Will testing SureBackup affect network latency?
No, SureBackup tests should not affect your network latency.
Yeah. It’ll affect your host resources. It does have to use the CPU and memory and things like that on one of your hypervisor hosts. So it can impact that and just be careful, you know, where you spin up those tests
How long can we test for?
You can test for roughly a week. We want to give you sufficient time to test everything that you can test while we remain compliant with service provider licensing. We normally leave the DR test up for one week.
Is there a specific set of data that you test from?
That’s a good question. Yes, we test from the customer’s EDP or Enhanced Data Protection. There are two benefits from that. First of all, we test the customer’s Enhanced Data Protection to verify functionality, and then we also get a disaster recovery test.
Does the customer continue to backup daily while DR testing?

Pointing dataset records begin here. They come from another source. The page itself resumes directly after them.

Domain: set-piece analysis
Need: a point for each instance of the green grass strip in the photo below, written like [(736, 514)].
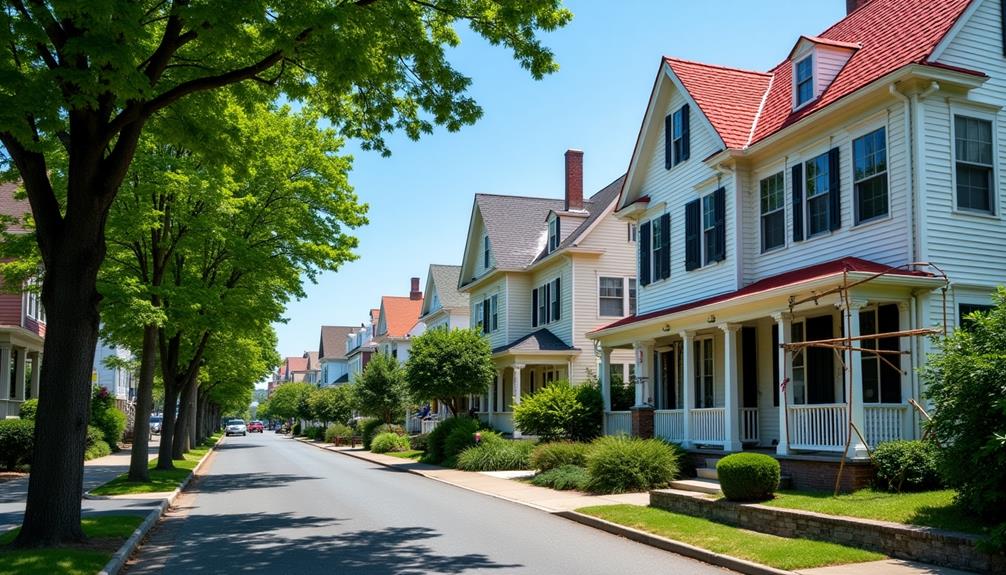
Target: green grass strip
[(161, 481), (779, 552), (110, 529)]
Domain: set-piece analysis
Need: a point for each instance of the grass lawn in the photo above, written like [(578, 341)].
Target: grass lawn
[(770, 550), (928, 509), (105, 533), (160, 480)]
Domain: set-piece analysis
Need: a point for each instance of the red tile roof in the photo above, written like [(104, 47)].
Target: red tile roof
[(890, 33), (788, 278)]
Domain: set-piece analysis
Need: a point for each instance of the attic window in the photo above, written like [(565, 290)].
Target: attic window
[(804, 75)]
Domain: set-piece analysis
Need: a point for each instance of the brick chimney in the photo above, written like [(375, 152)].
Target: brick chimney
[(574, 180), (415, 294)]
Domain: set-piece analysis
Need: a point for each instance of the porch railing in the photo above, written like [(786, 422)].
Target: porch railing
[(884, 422), (618, 423), (669, 424), (748, 424), (819, 427), (708, 424)]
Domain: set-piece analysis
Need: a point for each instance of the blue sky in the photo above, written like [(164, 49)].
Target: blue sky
[(421, 197)]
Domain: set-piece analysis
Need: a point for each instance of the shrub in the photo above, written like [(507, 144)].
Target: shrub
[(906, 465), (495, 453), (563, 477), (548, 456), (337, 430), (561, 411), (388, 441), (619, 463), (16, 442), (747, 476), (28, 409)]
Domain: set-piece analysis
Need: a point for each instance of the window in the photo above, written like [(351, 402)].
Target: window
[(973, 155), (805, 80), (818, 203), (869, 175), (773, 212), (611, 297)]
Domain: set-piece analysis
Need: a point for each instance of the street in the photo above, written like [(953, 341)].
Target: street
[(268, 504)]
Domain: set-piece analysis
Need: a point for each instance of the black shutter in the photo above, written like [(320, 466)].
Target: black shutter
[(665, 246), (534, 308), (644, 253), (834, 190), (668, 141), (719, 206), (685, 134), (798, 202), (693, 242)]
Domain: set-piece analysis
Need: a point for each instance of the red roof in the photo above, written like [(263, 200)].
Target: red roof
[(788, 278), (890, 33)]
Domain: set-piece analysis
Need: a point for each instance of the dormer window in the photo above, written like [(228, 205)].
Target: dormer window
[(804, 75)]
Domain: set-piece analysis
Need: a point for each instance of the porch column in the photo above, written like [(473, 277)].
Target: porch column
[(854, 383), (687, 383), (731, 385), (784, 323)]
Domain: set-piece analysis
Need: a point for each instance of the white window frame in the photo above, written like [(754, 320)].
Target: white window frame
[(977, 114)]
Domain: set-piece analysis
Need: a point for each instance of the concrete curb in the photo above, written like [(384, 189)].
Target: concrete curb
[(118, 561), (677, 547)]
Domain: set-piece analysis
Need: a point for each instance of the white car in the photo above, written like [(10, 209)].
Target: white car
[(235, 427)]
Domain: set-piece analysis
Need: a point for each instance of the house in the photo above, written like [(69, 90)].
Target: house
[(540, 273), (22, 324), (398, 322), (332, 355), (445, 306), (360, 345), (784, 206)]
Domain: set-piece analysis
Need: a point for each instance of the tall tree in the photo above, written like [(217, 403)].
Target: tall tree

If we’re doing it from Enhanced Data Protection, we don’t touch your backup repository. If you don’t have Enhanced Data Protection, we have to build it from the data in that repository, which locks files and means that your backups can’t merge. You can still continue sending your backups, but they’re not going to merge which could create some issues down the road.
How do you get EDP?
The operations team will get that enabled for you, but for anybody who does not have EDP, we would highly suggest that you add it because of the increased amount of ransomware activity we have seen. Reach out to email@example.com to get that added.
How is Veeam ONE licensed?
Veeam ONE is licensed per instance, and an instance is just a virtual machine. So if you have a hundred VMs in your environment, you need a hundred instances of Veeam One. Pretty simple.